📊 Depictio Project Types: Choose Your Data Strategy¶

From simple CSV files to complex bioinformatics pipelines - discover which project type fits your needs.

🎬 Projects Management Overview: Discover how Depictio's project types organize your data workflow - from simple file uploads to complex bioinformatics pipelines

General features of Depictio Projects¶

Projects are designed to help you organize your data and structure your analysis, corresponding to the top-level entity in Depictio. Each project can contain multiple workflows and data collections (advanced type), which are essentially groups of related data files relevant to your analysis. User can then create interactive dashboards out of these data collections, allowing for flexible and powerful data visualization.

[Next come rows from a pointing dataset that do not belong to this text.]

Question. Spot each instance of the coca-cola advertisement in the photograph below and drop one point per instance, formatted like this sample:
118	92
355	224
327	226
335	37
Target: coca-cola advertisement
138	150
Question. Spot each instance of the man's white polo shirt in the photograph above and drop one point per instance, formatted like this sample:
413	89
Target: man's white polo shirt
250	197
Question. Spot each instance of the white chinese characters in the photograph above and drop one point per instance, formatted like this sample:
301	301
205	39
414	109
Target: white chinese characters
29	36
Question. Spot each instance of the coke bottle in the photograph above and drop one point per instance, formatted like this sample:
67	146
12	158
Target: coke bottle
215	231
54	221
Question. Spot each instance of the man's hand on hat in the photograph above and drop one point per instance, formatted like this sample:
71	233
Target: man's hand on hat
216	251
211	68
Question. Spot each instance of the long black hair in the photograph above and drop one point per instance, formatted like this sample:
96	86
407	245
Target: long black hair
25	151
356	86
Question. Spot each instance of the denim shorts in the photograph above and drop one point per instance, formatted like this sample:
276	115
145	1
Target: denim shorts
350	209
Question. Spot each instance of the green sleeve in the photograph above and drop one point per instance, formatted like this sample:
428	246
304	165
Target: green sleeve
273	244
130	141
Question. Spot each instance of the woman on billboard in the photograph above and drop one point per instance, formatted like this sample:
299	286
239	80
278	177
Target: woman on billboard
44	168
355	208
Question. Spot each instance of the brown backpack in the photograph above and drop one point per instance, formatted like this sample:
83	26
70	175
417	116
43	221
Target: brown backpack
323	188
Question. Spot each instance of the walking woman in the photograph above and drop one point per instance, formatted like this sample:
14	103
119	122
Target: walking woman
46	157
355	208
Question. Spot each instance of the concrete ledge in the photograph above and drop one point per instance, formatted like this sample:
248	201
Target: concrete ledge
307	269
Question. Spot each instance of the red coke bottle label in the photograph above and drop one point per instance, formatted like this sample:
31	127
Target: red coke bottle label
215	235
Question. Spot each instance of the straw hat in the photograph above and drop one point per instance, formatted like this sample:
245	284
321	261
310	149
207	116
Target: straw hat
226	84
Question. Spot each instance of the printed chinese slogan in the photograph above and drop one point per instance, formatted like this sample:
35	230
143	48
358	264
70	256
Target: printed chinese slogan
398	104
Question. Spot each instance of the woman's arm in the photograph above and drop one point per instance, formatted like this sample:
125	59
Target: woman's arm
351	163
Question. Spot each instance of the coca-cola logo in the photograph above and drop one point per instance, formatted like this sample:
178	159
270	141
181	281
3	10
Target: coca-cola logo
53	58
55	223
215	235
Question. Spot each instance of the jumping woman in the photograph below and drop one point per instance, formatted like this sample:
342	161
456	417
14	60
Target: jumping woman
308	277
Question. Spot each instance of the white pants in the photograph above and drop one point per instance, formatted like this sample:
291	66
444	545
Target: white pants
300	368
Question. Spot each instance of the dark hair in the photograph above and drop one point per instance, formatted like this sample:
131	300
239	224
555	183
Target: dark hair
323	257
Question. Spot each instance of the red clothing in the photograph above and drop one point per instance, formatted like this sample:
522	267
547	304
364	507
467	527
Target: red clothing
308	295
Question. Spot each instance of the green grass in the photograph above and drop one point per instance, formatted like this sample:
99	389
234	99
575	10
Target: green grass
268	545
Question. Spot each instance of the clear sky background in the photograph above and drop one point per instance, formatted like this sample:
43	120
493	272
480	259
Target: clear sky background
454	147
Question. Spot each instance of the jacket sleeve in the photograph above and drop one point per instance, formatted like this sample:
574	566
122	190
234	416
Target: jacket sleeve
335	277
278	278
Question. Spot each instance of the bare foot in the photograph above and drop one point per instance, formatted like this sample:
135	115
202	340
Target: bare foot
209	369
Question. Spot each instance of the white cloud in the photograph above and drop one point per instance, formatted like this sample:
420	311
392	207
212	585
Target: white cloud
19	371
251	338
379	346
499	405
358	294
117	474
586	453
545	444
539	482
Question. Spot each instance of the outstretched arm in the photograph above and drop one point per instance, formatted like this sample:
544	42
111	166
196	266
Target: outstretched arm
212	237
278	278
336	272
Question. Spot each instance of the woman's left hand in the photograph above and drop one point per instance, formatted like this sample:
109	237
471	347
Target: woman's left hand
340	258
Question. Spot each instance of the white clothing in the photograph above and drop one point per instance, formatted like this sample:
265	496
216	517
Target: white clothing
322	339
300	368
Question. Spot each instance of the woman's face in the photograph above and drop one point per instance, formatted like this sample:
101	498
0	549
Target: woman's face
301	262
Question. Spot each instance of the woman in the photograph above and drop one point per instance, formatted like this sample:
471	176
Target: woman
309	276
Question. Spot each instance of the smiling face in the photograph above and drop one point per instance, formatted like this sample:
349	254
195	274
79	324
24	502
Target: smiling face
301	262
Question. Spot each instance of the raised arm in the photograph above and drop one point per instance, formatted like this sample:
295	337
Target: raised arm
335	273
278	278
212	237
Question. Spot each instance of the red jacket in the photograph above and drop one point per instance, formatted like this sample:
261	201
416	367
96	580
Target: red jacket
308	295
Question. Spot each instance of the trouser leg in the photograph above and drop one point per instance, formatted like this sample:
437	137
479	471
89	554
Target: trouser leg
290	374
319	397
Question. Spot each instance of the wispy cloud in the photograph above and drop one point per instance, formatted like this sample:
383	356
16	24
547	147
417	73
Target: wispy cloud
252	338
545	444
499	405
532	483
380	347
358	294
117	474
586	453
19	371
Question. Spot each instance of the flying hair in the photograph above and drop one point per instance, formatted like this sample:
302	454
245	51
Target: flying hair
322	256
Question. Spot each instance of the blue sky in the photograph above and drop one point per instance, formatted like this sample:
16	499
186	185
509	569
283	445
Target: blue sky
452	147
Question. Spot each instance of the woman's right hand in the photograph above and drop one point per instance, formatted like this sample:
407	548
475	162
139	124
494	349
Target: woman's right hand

Generic features of Depictio projects include:

Data Organization: Projects help you structure your data, making it easier to manage and analyze.
Workflow Integration (advanced): Projects can be linked to specific workflows, allowing you to track and manage your data processing pipelines.
Interactive Dashboards: Create visualizations and dashboards based on the data within your projects.
Role Management: Control access to projects, related data and resulting dashboards through user roles and permissions. Each user can be either : Owner, Editor, or Viewer of a project.

🎯 Two Approaches, a large number of possibilities¶

Depictio offers two distinct project types designed for different data scenarios. Think of them as different answers for organizing your data - each optimized for specific use cases.

Whether you're looking for a plotly studio like experience for immediate analysis of a tabular dataset, or a bioinformatician managing complex pipeline outputs, choosing the right project type sets the foundation for effective data exploration.

🏠 Basic Projects: Your Gateway to Interactive Dashboards¶

Perfect for: Direct data analysis

Basic projects are designed for users who want to quickly visualize and explore tabular data without the overhead of complex configurations. They are ideal for one-off analyses or exploratory data visualization.

Main Features of Basic Projects¶

Start Quickly - Upload files and start visualizing within minutes
Minimal configuration required - Works with any tabular data format
Perfect for exploration - Ideal when you want to "see what the data tells you"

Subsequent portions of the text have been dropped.